3. Resilience-Driven ETFs: The Sustainable Real Estate ETF (XRE) tracks companies investing in climate-resilient infrastructure, ideal for post-disaster markets.
The all-cash luxury buying spree isn't just a sign of wealth—it's a map to undervalued markets. Puerto Rico, India's second-tier cities, and disaster recovery zones offer asymmetric upside. However, risks remain:
- Puerto Rico: Bureaucratic delays and infrastructure gaps.
- India: Regulatory hurdles and currency volatility.
- Disaster Zones: Climate uncertainty and insurance costs.
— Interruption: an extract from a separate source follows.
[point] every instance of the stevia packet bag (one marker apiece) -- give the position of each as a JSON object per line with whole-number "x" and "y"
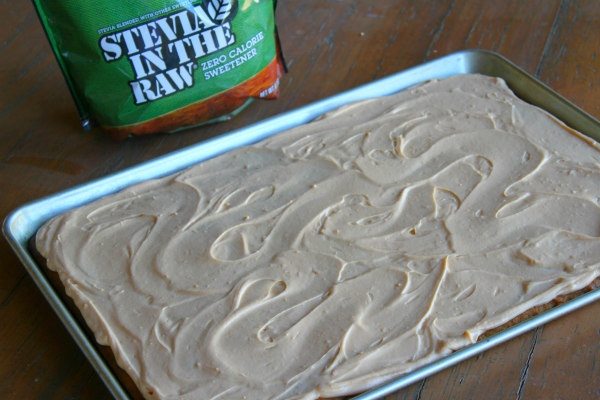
{"x": 145, "y": 66}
Investors should pair cash-rich strategies with local expertise and diversification. REITs and funds with a proven track record in emerging markets—and a focus on sustainability—will be the winners.
In the end, the luxury real estate market isn't just about mansions and penthouses—it's about spotting where cash is flowing before the rest of the world catches on.
Disclosure: This analysis is for informational purposes only. Always consult a financial advisor before making investment decisions.